Netflix is doubling down on its $20 billion in borrowing and expects to borrow more, as the company spends $6 billion to buy the kind of original content that pushed its stock valuation to $79 billion.
From $7.70 on August 3, 2012, to the company’s closing price of $184.04 on July 28, the Netflix (NASDAQ:NFLX) stock price has appreciated at the jaw-dropping compounded rate of 89 percent over the last five years.
Netflix began in 1997 as one of many online movie rental operations, but also launched a movie subscription service and the industry’s first personalized movie recommendation service, called CineMatch. After the Dot-Com bust, and with just 850,000 subscribers in 2002, the company completed an IPO at the equivalent of about $2 a share.
But Netflix pioneered movie streaming and then borrowed huge amounts of money over the last five years to be the first streamer to create its own feature content, beginning with House of Cards in 2013. Today, the company has about 104 million total subscribers.
Unlike most tech companies, Netflix has been profitable for over a decade. Two weeks ago, the company shocked analysts by beating Wall Street’s projection of 663,000 additional subscribers for the quarter, by reporting posted domestic net growth of 1.07 million subscribers and international streaming net additions of 4.14 million. The stock has jumped by about 15 percent over the last 2 weeks.
But Netflix is burning cash at the level of a developing nation. The company plans to pay for $6 billion of content this year. Yet its negative free cash-flow of $258 million for the same quarter last year, and $423 million for the quarter ending March 30, spiked to a company-record negative $608 million for the quarter ending June 30.

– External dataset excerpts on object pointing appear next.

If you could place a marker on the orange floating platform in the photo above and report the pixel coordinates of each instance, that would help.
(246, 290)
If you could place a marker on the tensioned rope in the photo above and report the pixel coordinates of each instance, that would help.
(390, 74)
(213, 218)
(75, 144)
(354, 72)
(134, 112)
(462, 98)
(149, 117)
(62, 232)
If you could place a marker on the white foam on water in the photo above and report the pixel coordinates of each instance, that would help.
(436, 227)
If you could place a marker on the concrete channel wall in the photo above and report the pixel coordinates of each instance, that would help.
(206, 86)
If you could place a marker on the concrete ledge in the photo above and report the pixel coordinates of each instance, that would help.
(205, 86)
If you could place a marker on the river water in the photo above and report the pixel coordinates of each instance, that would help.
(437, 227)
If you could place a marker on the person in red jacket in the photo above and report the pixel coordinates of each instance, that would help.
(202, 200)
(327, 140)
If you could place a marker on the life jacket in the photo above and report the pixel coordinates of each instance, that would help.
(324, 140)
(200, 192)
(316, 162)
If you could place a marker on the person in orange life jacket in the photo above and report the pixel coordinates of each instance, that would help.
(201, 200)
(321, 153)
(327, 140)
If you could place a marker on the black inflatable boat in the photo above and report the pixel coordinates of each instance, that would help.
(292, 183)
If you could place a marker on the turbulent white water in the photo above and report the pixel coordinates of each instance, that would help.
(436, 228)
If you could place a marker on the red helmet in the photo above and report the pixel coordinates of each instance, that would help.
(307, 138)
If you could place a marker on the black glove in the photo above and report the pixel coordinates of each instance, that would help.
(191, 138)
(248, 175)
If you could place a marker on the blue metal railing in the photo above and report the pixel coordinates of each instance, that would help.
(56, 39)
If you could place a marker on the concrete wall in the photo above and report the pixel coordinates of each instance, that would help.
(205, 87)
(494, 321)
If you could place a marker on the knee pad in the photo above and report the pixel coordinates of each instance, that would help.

Having also generally kept office costs low, Netflix leased the last five floors of the prestigious 323,000-square-foot Sunset Bronson Studios in Hollywood last year.
On the company’s earnings conference call, management celebrated that they would only have negative free cash flow accelerating to between negative $2 to $2.5 billion this year. The CEO stated, “With our content strategy paying off in strong member, revenue and profit growth, we think it’s wise to continue to invest.”
Netflix claims that it can add another 50 million streaming households, despite the competing HBO service also expecting to grow rapidly. Netflix stated that “It seems our growth just expands the market. The largely exclusive nature of each service’s content means that we are not direct substitutes for each other, but rather complements.”
Netflix’s 50 original shows account for more than a third of its Internet prime-time download traffic in North America, and the company was second only to HBO this year with 91 Emmy Award nominations. But all this shockingly good performance has been powered by $20.54 billion in short and long-term debt to create more original content.
Netflix was once the pioneer, but today it faces well-funded streaming competitors like Amazon and Hulu, which are rapidly expanding their own line-ups of original programming. Recently, Google TV announced that it now has 2 million subscribers, and the company plans to create original content.
Netflix intends to expand its spending to eventually reach about 50 percent self-produced original content, but that will take more debt and cause more friction with the producers of movies that start out in theater showings before being streamed.
And as Netflix approaches the ceiling of its potential for North American subscribers, there are calls from analysts to crack down on millennials’ account-sharing.
A Reuters/Ipsos poll found that about 21 percent of 18-24-year-olds and 12 percent of adults over age 25 who stream shows like Game of Thrones or Stranger Things use somebody else’s password to avoid paying for the content. Netflix curiously says it just sees that as a way to introduce the content to a larger audience that eventually will pay.
Netflix claims that its negative free-cash flow will be cut in half over the next nine months, as revenue continues to spike. But with the stock price up 2,300 percent in the last five years, any disappointment might crimp the company’s ability to borrow, and cause a waterfall of selling.